Words & Photos by Keely McMillan - keelyirene.org
As we drove into the village, we passed a sign in a language I could not read. Divya, the Indian man accompanying us explained that this sign marks the village of delits or “untouchables.” Lowest in the Indian caste system, this people group has traditionally been classified as less than animals. We intended on visiting the widows of this village to check on how the roofs that Divya and his family have helped provide are holding up. The widows, seen as cursed and responsible for their husband’s death, are cast out to live in villages like this one. What look like piles of mud covered in trash are actually houses—mud walls fitted with makeshift roofs of tarps, old billboard coverings, and garbage bags, not fit for keeping out the monsoon rain. For this reason, Divya’s family works to provide the watertight roofs of woven palm fronds, but even these are not a permanent solution and must be frequently repaired or replaced. Even so it is the best they have; the villagers don't own the land, so permanent structures are not an option.

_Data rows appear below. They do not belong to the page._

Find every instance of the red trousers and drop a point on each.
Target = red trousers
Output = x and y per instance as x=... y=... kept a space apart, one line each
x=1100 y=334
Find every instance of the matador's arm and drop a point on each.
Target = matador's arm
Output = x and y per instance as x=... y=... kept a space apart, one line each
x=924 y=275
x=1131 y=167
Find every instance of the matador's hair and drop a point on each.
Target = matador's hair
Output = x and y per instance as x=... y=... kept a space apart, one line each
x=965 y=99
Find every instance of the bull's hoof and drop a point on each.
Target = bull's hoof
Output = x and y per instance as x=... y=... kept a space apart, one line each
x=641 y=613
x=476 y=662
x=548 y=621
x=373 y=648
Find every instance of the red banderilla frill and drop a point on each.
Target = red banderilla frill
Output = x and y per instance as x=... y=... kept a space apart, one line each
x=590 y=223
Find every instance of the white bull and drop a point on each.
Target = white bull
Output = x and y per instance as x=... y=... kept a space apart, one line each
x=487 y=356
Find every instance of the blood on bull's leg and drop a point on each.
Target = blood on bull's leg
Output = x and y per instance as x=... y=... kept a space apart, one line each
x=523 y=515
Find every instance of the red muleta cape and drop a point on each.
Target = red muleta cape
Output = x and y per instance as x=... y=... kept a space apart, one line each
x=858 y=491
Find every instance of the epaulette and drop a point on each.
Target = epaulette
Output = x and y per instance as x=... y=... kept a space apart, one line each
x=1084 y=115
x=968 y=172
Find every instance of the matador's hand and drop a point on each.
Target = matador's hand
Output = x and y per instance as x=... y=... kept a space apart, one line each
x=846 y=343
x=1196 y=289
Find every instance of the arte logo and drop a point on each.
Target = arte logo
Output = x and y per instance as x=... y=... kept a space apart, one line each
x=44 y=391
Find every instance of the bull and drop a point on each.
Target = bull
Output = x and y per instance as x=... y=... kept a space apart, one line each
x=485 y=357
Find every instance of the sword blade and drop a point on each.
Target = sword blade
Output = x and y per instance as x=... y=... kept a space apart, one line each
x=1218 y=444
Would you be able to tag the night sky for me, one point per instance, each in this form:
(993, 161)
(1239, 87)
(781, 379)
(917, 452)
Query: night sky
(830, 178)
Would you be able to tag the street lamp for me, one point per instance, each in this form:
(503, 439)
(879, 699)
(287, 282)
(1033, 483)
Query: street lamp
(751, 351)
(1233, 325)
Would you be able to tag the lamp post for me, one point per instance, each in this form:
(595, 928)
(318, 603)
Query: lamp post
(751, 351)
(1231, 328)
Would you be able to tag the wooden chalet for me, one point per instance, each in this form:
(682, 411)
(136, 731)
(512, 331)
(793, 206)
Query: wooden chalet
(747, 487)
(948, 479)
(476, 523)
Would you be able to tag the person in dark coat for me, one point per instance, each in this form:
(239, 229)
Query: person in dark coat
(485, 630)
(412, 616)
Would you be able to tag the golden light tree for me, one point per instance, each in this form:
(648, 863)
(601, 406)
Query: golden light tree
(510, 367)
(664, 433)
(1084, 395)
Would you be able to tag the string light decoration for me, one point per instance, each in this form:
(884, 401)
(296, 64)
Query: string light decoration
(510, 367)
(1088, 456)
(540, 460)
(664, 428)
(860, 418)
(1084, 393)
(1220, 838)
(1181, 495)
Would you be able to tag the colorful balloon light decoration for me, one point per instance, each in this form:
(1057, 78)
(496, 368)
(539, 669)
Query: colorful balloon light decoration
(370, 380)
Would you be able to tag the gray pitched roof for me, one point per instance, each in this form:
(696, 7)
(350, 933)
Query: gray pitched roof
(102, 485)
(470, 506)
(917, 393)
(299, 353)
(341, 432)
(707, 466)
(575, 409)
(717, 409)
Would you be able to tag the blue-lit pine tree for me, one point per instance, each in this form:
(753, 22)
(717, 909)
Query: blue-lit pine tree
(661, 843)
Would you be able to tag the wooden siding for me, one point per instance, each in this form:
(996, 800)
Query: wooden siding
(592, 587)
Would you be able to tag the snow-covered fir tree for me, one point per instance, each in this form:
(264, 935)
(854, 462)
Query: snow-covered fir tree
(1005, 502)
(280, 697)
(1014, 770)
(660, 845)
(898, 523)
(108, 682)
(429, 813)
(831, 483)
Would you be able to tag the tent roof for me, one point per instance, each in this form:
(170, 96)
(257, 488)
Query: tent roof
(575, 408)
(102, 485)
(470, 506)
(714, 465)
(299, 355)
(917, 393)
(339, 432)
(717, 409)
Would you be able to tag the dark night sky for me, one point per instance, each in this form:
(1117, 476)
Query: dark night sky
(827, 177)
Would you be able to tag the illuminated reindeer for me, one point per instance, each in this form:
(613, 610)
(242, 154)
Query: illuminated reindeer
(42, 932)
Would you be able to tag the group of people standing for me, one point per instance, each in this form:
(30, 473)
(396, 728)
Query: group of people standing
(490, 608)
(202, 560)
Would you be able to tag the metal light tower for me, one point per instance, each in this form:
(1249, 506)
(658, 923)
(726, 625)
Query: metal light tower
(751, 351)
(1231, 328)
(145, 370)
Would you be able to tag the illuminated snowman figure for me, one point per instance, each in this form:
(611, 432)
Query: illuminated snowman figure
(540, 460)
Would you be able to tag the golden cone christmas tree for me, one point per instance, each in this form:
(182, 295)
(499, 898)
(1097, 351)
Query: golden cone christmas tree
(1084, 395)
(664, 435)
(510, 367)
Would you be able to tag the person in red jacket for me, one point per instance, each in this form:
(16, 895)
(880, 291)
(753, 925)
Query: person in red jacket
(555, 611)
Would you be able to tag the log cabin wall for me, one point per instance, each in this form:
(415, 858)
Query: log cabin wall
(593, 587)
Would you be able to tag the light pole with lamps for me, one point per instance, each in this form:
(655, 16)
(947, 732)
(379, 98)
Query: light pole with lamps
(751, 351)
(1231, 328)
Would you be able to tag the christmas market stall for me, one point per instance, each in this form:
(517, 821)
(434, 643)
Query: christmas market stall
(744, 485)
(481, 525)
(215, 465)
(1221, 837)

The first hut we came upon a woman stood outside, the vibrancy of her fuchsia sari contrasted against her sun darkened skin, but not against her beaming smile. Her arms stretched wide in our direction, she beckoned us, perfect strangers, into her storage-closet-sized home. She owned less than the ground she slept on, yet she delighted in sharing with us what she had. She counted nothing as her own, but thought of everything as a gift and wished to give to others out of her deep joy. Gathered all around her house were the children of the village. Many, I’m sure, whose families had not yet received one of Divya's family’s roofs slept on her floor by her side; they came to her because they knew that they would not be rejected. Where she was, there also was safety and assurance.
This discarded woman who spent most of her days hungry had a truly nourishing spirit. Her riches were found not in what she owned, but in her deep gratitude for the simplest things, such as a roof over her head. Instead of harboring bitterness towards a society that called her cursed and expected her defeat, she chose joy. She withstood her circumstances through gratitude, positivity, and generosity. She radiated contentment, because she fought for it.
On days when I am tempted to allow the weight of resentment and fear of failure to overcome me, I remember the Indian Widow. I think of the vibrancy in her smile and the strength she needed to face each day. The thought of her reminds me of true endurance; it is worth the battle. She calls me not to pity, but instead to inspiration. One day I hope to have a well of joy as deep as that of this Indian woman.